The Infinity Rainbow Club is a chapter book series featuring five neurodivergent children in a club at their elementary school. The club provides a safe space for stims and different communication styles to be accepted and celebrated.
The Infinity Rainbow Club is a series of middle-grade books focused on the adventures of a group of kids with various neurodivergences. The club within their school, the titular Infinity Rainbow Club is where they can hang out and be accepted and celebrated. There’s nothing exceptional or fantastical about the stories. It’s just about kids living their lives, navigating friendships and new challenges, learning and growing. In this way, The Infinity Rainbow Club accomplishes two things. First, for readers with some sort of neurodivergence, they can see characters who look, think, and feel like them. Second, it demystifies neurodivergence by presenting it as a social difference rather than an innate disability.
Violet and the Jurassic Land Exhibit is the second book in the series and follows Violent, a secondary character from the first book, who has obsessive-compulsive disorder. We move outside of the school setting and into the natural history museum, where Violent is helping set up the augmented reality exhibit. Throughout the story, readers see both the challenges of OCD and how Violet works through them.
OCD is probably one of the most trivialized and misunderstood neurodivergences. It’s not just about wanting to be orderly or clean or even about doing things a certain way. The compulsion is much stronger than that. Violet and the Jurassic Land Exhibit shows how Violet’s OCD expresses itself, including through unwanted, violent intrusive thoughts.
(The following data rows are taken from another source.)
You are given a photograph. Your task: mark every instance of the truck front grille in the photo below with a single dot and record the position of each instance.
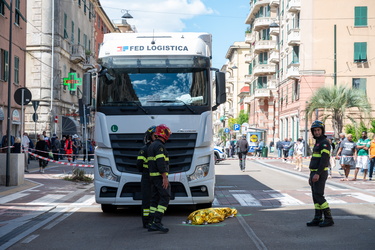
(180, 147)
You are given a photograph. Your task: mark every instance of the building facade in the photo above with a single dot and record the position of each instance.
(63, 38)
(299, 46)
(12, 63)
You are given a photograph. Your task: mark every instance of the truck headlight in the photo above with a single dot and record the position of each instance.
(200, 172)
(106, 173)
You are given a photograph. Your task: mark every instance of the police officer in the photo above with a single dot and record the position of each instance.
(142, 166)
(318, 175)
(158, 163)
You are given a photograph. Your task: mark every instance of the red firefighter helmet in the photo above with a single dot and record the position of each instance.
(163, 131)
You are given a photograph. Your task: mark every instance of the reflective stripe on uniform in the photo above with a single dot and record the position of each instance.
(161, 209)
(315, 169)
(157, 174)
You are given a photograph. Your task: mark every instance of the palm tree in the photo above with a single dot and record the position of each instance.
(336, 101)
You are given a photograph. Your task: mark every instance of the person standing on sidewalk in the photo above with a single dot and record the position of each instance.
(372, 157)
(158, 164)
(318, 176)
(242, 148)
(142, 165)
(347, 154)
(363, 145)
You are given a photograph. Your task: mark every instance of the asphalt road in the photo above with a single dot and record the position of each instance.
(273, 203)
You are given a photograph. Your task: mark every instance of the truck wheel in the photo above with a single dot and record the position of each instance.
(108, 208)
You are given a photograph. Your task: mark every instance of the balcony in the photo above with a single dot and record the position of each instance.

Malia writes “More unwanted thoughts. Violet didn’t want any of these horrible things she imagined to happen. But she didn’t have control over them either.”
As someone who does not have OCD and does not know anyone who does, I learned a lot from this book about what OCD looks like and how individuals cope with it. Compare this to the previous book, focused on an Autistic character, where I felt validated and seen. These books teach kids about neurodivergences in a straightforward, positive way. Kids without the experiences of the characters in the book will be educated; kids with those experiences will feel seen.
I’m just in love with these books. Every middle-grade classroom in the world ought to have them on their shelves. I’ll be buying copies for my kids’ school libraries. If you’re a teacher, you need these books. If you’re a parent, you need these books. If you’re a kid, you’ll love to read these books. And there are more to come!